Deux catégories de patients font l’objet d’une attention particulière, les patients psychiatriques et les détenus malades. À propos des premiers, le rapport évoque « des prises en charge discriminatoires », citant le cas de deux patients atteints de schizophrénie pour lesquels les médecins sont passés à côté du diagnostic d’une affection somatique. L’un d’eux, âgé de 46 ans, est décédé d’un choc septique faute d’avoir été transféré en réanimation. Devant l’aggravation de son état, seule une contention physique est ordonnée. « Le Pôle santé a été saisi de plusieurs affaires comparables, posant la question d’une sous-évaluation des pathologies urgentes chez les malades psychiatriques et les personnes en situation de handicap psychique », relève le rapport. Dans le cas des détenus, l’exemple cité est celui d’un diabétique insulino-dépendant en maison d’arrêt qui a dû attendre plusieurs jours avant d’avoir ses injections d’insuline. Malgré les nombreux textes et recommandations fixant les conditions de prise en charge de ces patients, le dispositif reste « perfectible », souligne le pôle.
Voile et fin de vie.
Certaines des autres grandes tendances de l’année passée font écho à d’autres enjeux de société, l’application du principe de laïcité à l’hôpital et la fin de vie. « Le personnel doit souvent s’adapter à certains rites » précise le rapport. Il doit ainsi remettre à plus tard des soins parce que le malade doit faire sa prière, reporter des prises de sang parce que le patient observe le ramadan ; il peut être confronté au refus de certaines patientes d’être examinées par un homme ou de se dévoiler voire de se déshabiller. Le Médiateur recommande « la mise en place de référents entre les établissements de santé et les différentes obédiences ». Un fait nouveau est signalé : le port par le personnel soignant de signes religieux ostensibles comme le voile, contrevenant à la circulaire du 2 février 2005.
À propos de la loi Leonetti, le rapport ne peut que constater : « Au cours de l’année, le pôle a été destinataire de près d’une cinquantaine de témoignages qui ont permis de faire le même constat : les principales dispositions de la loi du 22 avril 2005 sur la fin de vie sont souvent ignorées ou mal comprises et en sont, en conséquence, pas ou insuffisamment appliquées.

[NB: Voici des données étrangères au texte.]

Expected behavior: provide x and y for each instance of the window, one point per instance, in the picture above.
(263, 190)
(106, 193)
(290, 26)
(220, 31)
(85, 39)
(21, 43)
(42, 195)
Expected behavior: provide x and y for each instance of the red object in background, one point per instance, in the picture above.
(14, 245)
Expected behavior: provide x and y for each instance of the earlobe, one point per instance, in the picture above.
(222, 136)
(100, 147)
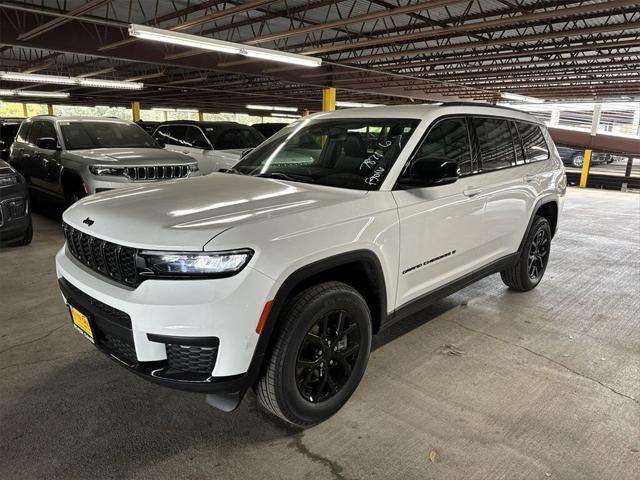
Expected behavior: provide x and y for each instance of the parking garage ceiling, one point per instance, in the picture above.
(378, 51)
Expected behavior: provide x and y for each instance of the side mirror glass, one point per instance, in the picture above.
(202, 145)
(47, 143)
(430, 172)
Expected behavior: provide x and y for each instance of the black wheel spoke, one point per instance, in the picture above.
(340, 327)
(312, 338)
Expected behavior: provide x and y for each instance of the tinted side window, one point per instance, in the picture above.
(448, 140)
(520, 156)
(48, 130)
(37, 128)
(495, 143)
(23, 133)
(234, 138)
(535, 146)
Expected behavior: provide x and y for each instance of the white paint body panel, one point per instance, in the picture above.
(290, 225)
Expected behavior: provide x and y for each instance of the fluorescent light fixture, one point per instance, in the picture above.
(284, 115)
(357, 105)
(32, 77)
(100, 83)
(33, 93)
(520, 98)
(62, 80)
(195, 41)
(167, 109)
(267, 107)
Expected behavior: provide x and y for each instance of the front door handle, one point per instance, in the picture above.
(471, 192)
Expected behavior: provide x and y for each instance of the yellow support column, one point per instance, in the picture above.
(135, 110)
(585, 168)
(328, 99)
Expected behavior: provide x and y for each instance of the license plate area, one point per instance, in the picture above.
(81, 323)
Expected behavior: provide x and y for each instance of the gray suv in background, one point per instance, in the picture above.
(71, 157)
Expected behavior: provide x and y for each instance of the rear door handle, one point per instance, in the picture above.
(471, 192)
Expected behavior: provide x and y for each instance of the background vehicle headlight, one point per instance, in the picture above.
(211, 264)
(106, 170)
(9, 180)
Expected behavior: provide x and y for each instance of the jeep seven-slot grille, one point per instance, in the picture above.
(163, 172)
(114, 261)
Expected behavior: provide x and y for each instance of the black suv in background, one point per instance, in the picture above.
(215, 145)
(8, 130)
(15, 217)
(574, 157)
(269, 129)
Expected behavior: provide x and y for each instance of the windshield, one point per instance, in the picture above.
(346, 153)
(84, 135)
(233, 137)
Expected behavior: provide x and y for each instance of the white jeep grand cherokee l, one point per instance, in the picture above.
(276, 274)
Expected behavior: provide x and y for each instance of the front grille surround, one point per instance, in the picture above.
(157, 172)
(114, 261)
(191, 359)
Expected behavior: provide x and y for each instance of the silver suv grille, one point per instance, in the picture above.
(166, 172)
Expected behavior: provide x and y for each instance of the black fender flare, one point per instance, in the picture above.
(307, 271)
(543, 201)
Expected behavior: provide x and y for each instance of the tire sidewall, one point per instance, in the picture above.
(538, 224)
(294, 403)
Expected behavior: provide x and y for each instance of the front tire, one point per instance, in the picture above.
(532, 263)
(320, 355)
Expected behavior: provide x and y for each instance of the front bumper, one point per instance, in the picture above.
(196, 335)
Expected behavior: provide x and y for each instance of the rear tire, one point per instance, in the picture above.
(532, 263)
(28, 235)
(320, 355)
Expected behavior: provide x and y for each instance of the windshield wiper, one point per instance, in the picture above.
(294, 177)
(231, 170)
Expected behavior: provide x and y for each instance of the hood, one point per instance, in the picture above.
(130, 156)
(186, 214)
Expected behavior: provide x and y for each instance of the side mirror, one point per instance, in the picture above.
(202, 145)
(430, 172)
(47, 143)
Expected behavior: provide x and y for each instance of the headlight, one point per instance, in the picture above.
(212, 264)
(6, 180)
(106, 170)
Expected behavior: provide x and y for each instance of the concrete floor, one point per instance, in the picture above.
(546, 384)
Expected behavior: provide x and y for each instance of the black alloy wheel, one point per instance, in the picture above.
(526, 273)
(320, 354)
(538, 254)
(327, 356)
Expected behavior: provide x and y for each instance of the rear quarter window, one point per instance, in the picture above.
(535, 146)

Méconnue des professionnels, la loi l’est tout autant des malades et de leurs familles. » Le rapport souligne toutefois quelques difficultés dans son application, comme la frontière ténue entre « laisser mourir » et « faire mourir », les difficultés liées à la définition de la personne de confiance – peu ont été désignés à ce jour –, le fait que la décision reste avant tout une décision médicale.